Write your own memory allocator. For example you can allocate a dedicated heap and only allocate memory from there, then free the dedicated heap entirely. This requires the operating system to support multiple heaps.
Also note that it's possible that your program runs differently on Ubuntu and on the target system and therefore different execution paths are taken and the code resulting in memory leaks is executed on the target system, but not on Ubuntu.
This does sounds like fragmentation. Fragmentation is caused by you allocating objects on the stack, say:
object1
object2
object3
object4
And then deleting some objects
object1
object3
object4
You now have a hole in the memory that is unused. If you allocate another object that's too big for the hole, the hole will remain wasted. Eventually with enough memory churn, you can end up with so many holes that they waste you memory.
The way around this is to try and decide your memory requirements up front. If you've got particular objects that you know you are creating many of, try and ensure they're the same size.
You can use a pool to make the allocations more efficient for a particular class... or at least let you track it better so you can understand what's going on and come up with a good solution.
One way of doing this is to create a single static:
struct Slot
{
Slot() : free(true) {}
bool free;
BYTE data[20]; // you'll need to tune the value 20 to what your program needs
};
Slot pool[500]; // you'll need to pick a good pool size too.
Create the pool up front when your program starts and pre-allocate it so that it is as big as the maximum requirements for your program. You may want to HeapAlloc it (or the equivalent in your OS so that you can control when it appears from somewhere in you application startup).
Then override the new and delete operators for a suspect class so that they return slots from this vector. So, your objects will be stored in this vector.
You can override new and delete for classes of the same size to be put in this vector.
Create pools of different sizes for different objects.
Just go for the worst offenders at first.
I've done something like this before and it solved my problem on an embedded device. I also was using a lot of STL, so I created a custom allocator (google for stl custom allocator - there are loads of links). This was useful for records stored in a mini-database my program used.
If your memory usage goes down, i don't think it can be defined as a memory leak.
Where are you getting reports of memory usage ? The system might just have put most of your program's memory use in virtual memory.
All i can add is that Valgrind is known to be pretty efficient at finding memory leaks !
Also, are you sure when you profiled your code, the code-coverage was enough to cover all the code-paths which might be executed on target platform?
Valgrind for sure does not lie. As has been pointed out, this might indeed be the runtime heap not releasing the memory, but i would think otherwise.
Are you using any sophisticated technique to track the scope of object..?

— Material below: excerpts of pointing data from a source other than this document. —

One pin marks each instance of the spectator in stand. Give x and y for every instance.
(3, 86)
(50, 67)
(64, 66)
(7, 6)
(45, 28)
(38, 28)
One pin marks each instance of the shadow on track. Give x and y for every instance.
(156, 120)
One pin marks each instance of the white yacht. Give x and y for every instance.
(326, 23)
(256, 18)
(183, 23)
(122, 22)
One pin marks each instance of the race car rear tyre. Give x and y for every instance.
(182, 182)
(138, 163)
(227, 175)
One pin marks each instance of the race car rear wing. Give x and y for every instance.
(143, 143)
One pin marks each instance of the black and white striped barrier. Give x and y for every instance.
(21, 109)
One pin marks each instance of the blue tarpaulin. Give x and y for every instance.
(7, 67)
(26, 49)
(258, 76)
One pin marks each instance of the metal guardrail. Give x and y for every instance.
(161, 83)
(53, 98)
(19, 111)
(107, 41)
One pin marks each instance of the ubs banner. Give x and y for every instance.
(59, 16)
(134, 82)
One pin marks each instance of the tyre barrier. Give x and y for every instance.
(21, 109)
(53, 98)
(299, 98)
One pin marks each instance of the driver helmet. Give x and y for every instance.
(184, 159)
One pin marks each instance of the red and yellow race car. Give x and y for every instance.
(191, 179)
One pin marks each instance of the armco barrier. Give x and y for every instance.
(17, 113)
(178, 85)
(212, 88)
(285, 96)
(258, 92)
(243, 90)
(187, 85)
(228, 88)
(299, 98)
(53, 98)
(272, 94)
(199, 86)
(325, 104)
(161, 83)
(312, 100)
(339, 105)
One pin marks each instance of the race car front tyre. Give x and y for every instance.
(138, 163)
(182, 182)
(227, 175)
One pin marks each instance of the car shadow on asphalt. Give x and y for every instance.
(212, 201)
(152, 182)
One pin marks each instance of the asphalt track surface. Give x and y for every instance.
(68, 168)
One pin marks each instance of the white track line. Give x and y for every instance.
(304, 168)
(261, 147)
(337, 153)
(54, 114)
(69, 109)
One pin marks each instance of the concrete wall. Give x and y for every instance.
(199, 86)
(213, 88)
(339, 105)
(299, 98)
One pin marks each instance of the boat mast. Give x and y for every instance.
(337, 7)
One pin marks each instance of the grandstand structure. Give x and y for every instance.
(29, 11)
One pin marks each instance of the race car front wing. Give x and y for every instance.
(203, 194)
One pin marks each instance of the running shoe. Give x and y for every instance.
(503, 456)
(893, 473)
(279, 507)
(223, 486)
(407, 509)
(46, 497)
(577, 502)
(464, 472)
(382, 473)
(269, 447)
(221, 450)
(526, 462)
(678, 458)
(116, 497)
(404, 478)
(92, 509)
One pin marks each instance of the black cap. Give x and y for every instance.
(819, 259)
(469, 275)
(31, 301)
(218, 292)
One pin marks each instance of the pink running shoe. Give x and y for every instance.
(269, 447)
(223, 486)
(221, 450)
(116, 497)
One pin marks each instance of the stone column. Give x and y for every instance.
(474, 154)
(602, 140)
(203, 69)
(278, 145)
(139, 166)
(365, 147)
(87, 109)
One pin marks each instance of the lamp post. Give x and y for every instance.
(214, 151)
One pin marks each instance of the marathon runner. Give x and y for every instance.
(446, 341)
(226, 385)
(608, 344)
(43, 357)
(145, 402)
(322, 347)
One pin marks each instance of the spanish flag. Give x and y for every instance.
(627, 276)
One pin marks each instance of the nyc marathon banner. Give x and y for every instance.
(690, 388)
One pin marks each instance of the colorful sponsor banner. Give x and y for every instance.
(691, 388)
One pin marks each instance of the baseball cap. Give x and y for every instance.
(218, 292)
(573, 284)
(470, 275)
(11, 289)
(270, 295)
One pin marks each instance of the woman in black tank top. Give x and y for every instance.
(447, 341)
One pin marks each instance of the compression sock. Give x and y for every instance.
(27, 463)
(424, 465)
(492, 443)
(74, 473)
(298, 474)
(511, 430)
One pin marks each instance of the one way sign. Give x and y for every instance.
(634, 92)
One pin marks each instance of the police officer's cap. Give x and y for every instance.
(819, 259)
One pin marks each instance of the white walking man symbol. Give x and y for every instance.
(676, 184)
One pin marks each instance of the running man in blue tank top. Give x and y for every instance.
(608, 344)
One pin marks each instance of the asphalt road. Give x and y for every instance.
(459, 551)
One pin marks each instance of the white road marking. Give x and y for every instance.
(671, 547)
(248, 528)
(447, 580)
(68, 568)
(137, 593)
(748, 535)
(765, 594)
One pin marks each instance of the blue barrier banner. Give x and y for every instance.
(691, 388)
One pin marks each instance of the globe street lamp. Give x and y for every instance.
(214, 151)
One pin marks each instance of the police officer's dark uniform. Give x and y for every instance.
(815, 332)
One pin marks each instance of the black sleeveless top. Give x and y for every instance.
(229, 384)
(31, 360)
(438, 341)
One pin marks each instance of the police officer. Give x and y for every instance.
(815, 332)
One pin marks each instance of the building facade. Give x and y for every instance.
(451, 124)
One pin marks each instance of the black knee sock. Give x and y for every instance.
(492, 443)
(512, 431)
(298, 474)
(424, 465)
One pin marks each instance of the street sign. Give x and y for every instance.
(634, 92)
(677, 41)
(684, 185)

if yes, than valgrind is not smart enough, Though you can try by setting xscale related option with valgrind
Most applications show a pattern of memory use like this:
they use very little when they start
as they create data structures they use more and more
as they start deleting old data structures or reusing existing ones, they reach a steady state where memory use stays roughly constant
If your app is continuosly increasing in size, you may have aleak. If it increases in sizze over aperiod and then reaches arelatively steady state, you probably don't.
You can use the massif tool from Valgrind, which will show you where the most memory is allocated and how it evolves over time.